To Rep. Carla Nelson, R-Rochester, the issue is one of protecting the state's citizens, while getting information to understand why so many continue to be victimized.
"I think the thing we really want to know is, 'are the women's shelters protecting our women?,'" she said.
Nelson voted against the omnibus bill that the Legislature passed, she said, because it included cuts to domestic violence programs. Funds shouldn't be cut until lawmakers have better information, she said.
The two Rochester shelters, Nelson said, have conserved and used their resources well, operating at greater than 100 percent capacity. Combined, they have $700,000 in reserves, but nearly half that is targeted for an upgrade to one shelter.
"Why is it we are still having women and children fatalities as a result of domestic violence?" she asked, noting that 16 women and 13 children were killed in domestic violence incidents last year.
Rep. Steve Smith, R-Mound, is concerned that the state spends $4.38 for every resident each year to fund shelters. South Dakota, he said, spends $1.36.
But that's a flawed comparison, say people who work for women's shelters. Judy Miller, director of the Rochester Women's Shelter, said it ignores the fact that Minnesota has been getting by with bare essentials, while other states simply haven't done as much as they should.
Smith said the creation of Gov. Pawlenty's new Office of Justice Programs will provide more oversight of shelter spending.
If the state is spending three or four times what other states do, per capita, he said, and people are still dying, something must be wrong.

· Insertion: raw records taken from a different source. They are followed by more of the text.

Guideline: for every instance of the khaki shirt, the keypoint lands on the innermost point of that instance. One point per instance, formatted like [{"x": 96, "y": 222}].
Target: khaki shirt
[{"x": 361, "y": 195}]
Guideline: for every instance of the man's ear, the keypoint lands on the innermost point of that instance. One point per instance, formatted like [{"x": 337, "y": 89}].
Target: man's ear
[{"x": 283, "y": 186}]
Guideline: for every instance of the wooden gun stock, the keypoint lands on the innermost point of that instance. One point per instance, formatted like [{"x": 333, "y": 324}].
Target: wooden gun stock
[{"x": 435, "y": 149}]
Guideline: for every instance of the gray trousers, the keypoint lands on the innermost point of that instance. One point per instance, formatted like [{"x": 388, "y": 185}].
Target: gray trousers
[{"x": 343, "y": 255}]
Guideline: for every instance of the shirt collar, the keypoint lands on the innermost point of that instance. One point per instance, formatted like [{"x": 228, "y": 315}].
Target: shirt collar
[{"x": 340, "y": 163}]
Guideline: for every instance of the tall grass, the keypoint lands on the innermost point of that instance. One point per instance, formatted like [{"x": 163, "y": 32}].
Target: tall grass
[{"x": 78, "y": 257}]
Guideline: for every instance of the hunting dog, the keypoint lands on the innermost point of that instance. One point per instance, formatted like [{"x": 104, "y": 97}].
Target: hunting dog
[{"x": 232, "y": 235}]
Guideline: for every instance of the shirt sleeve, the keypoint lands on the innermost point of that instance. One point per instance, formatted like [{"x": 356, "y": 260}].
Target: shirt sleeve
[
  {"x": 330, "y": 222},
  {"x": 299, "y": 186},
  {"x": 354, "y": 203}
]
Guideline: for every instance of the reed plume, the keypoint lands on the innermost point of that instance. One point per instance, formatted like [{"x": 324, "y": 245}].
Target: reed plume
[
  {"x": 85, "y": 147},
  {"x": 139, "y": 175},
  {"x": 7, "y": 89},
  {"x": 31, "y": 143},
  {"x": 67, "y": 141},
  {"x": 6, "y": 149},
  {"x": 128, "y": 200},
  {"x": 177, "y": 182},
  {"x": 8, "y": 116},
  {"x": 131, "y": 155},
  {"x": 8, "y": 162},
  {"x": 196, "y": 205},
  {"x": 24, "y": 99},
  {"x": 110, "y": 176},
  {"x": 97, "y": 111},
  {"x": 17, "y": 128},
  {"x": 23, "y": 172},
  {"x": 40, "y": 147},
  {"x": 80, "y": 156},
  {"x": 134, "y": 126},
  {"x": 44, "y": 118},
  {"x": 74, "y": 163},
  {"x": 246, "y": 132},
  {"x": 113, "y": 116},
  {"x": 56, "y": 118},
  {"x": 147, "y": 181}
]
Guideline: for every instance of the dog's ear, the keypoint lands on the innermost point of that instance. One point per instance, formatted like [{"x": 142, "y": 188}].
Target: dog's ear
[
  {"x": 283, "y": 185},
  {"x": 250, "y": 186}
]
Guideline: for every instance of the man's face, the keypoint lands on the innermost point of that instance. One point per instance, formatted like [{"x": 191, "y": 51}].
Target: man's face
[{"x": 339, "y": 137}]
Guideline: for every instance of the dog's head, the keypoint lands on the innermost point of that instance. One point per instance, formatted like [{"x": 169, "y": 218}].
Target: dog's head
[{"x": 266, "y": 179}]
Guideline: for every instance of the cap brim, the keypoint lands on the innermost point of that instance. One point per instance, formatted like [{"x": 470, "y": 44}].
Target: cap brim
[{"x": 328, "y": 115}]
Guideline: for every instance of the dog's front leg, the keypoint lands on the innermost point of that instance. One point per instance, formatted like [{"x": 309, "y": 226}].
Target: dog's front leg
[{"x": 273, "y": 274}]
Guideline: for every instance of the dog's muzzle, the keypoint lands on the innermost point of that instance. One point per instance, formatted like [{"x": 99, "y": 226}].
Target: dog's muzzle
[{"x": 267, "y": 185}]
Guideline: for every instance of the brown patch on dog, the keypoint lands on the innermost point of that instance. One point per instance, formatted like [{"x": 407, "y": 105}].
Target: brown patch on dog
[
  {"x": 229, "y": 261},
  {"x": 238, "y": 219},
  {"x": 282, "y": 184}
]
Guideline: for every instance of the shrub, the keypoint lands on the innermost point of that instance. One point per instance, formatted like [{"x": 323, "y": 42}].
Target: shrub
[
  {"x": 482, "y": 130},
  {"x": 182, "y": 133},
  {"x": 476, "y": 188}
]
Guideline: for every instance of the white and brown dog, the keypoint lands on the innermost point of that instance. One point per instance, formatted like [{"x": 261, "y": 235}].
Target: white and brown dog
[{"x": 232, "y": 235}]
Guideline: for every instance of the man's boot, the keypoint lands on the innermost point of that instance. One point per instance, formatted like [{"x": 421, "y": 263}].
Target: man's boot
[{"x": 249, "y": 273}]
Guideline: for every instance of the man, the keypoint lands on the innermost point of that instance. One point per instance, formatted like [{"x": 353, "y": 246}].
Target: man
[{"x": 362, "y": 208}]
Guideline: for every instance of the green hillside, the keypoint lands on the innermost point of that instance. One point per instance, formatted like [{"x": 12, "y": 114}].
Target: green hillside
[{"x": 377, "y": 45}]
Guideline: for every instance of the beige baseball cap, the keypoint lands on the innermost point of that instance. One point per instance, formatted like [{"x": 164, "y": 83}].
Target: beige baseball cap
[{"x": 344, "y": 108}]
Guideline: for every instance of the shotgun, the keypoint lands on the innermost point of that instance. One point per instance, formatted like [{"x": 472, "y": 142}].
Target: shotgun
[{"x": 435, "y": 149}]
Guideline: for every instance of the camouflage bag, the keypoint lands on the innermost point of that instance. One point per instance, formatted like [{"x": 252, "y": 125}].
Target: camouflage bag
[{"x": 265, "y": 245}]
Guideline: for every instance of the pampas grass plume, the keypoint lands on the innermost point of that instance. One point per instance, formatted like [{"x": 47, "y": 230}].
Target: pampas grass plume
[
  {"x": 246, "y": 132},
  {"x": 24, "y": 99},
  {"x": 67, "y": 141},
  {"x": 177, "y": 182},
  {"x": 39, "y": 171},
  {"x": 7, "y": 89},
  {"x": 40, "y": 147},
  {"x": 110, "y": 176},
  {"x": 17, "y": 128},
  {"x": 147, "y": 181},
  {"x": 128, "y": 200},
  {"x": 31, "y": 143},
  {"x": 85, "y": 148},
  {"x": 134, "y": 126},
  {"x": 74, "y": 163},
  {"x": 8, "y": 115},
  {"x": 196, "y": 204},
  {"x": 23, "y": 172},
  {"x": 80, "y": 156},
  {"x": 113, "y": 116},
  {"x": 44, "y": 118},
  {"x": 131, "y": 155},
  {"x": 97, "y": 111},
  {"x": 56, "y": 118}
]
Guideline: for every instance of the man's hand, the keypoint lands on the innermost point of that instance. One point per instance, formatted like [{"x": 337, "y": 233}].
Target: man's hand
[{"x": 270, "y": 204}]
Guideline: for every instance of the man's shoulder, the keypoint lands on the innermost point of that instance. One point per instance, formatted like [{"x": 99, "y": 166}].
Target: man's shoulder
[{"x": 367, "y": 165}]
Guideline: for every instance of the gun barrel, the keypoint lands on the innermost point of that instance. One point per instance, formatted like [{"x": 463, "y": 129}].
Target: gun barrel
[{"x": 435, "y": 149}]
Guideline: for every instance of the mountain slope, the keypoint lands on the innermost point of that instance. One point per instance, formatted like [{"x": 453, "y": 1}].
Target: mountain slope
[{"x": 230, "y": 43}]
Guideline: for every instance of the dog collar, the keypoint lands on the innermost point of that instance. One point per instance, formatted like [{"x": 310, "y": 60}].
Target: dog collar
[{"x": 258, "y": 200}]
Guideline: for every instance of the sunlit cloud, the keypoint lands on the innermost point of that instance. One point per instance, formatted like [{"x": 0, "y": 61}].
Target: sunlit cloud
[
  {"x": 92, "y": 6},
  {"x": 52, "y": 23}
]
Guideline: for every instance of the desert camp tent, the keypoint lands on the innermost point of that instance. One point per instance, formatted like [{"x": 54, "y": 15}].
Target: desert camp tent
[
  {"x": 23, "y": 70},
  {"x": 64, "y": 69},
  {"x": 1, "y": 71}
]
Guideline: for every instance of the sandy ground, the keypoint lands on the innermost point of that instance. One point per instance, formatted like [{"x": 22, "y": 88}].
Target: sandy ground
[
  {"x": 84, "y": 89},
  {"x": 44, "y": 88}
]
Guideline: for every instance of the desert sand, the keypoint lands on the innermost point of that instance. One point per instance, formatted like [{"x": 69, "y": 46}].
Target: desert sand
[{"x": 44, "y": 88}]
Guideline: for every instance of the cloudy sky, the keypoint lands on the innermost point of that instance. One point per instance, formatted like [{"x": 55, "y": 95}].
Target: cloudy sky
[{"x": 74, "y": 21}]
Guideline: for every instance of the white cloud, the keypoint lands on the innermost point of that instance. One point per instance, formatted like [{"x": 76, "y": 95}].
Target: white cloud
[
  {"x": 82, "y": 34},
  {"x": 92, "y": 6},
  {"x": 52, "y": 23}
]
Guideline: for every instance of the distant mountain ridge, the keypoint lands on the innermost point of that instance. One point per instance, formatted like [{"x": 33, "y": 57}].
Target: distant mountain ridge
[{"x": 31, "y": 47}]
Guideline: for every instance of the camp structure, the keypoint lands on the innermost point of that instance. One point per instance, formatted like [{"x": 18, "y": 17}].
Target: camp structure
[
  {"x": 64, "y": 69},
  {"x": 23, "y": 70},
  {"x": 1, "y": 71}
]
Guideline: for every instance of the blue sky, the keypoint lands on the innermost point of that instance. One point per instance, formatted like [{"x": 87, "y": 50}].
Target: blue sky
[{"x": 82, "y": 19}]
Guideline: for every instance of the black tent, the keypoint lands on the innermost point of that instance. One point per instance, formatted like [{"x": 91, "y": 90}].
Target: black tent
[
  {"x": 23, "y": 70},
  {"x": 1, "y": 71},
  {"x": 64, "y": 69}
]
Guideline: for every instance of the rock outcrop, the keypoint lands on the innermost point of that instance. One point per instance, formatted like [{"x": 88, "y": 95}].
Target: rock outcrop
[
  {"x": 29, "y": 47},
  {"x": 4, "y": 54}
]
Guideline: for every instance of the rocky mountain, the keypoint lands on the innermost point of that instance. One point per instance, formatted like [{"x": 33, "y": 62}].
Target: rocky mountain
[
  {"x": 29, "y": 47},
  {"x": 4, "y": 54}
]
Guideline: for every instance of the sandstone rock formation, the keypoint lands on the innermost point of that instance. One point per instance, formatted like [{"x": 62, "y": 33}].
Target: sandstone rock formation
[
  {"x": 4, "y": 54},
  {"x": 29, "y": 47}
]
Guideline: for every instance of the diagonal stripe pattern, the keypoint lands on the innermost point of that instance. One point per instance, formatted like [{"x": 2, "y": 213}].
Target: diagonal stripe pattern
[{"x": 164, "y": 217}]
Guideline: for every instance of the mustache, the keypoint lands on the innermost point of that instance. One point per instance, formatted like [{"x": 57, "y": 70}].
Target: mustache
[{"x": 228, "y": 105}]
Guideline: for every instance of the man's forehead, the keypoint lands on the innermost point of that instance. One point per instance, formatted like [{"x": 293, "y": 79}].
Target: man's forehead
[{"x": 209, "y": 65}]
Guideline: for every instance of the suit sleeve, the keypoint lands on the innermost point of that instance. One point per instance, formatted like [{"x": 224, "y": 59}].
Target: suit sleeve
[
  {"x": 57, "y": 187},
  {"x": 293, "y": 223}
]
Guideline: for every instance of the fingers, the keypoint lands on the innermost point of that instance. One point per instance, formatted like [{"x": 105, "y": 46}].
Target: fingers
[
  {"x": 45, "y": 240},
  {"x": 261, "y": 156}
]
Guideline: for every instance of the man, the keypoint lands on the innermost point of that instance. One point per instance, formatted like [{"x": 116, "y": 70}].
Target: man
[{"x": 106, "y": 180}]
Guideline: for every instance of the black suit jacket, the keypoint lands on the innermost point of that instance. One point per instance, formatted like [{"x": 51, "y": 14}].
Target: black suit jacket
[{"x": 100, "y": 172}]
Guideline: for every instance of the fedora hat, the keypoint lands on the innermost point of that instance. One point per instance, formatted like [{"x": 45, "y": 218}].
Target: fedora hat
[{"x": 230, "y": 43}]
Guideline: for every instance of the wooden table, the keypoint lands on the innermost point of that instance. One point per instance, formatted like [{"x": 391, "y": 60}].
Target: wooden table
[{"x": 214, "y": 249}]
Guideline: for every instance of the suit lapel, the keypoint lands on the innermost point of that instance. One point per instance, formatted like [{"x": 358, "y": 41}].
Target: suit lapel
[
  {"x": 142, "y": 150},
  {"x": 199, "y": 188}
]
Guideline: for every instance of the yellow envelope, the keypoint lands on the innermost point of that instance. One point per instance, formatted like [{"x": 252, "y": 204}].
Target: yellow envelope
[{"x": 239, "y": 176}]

"The Legislature has a right to account for the money it spends," he said. "…; I want some answers why we're spending three times what a neighboring state is spending and still having 16 women and 13 children murdered."
Legislators this year didn't have the option to fund shelters the way they've been in the past, Smith said.
"Every spending group that comes before the state Legislature, their particular interest is most important and everyone else takes a back seat," he said. But of the "sky is falling" attitude and suggestion that shelters are going to close, he said, "that's nonsense."
The Rochester shelters have tightened their belts during the past two years: five staff positions have been eliminated, there is a salary freeze, a freeze on training, a limit on transportation, three information Web sites for victims have been eliminated, and follow-up questionnaires are no longer sent to clients.
Ellison suggested shelters seek funding from corporations, individuals and cities to make up the difference from state funding cuts. If shelters show signs of struggling, and approach the point of closure, she said she would make the case to lawmakers and the governor that funding should increase.
"I'm not trying to dispute that (but) when I look at it, I see the glass is half full rather than half empty. …; The state has been very, very fair particularly in sharing these costs." In 2002, Ellison said, all budgets for domestic violence programs totaled $23 million, with the state providing 84 percent.
"That's a very, very fair rate," she said. Even after legislative cuts, she said, the state will still pay 78 percent of the cost.
"It seems reasonable for (shelters) to raise 22 percent," she said.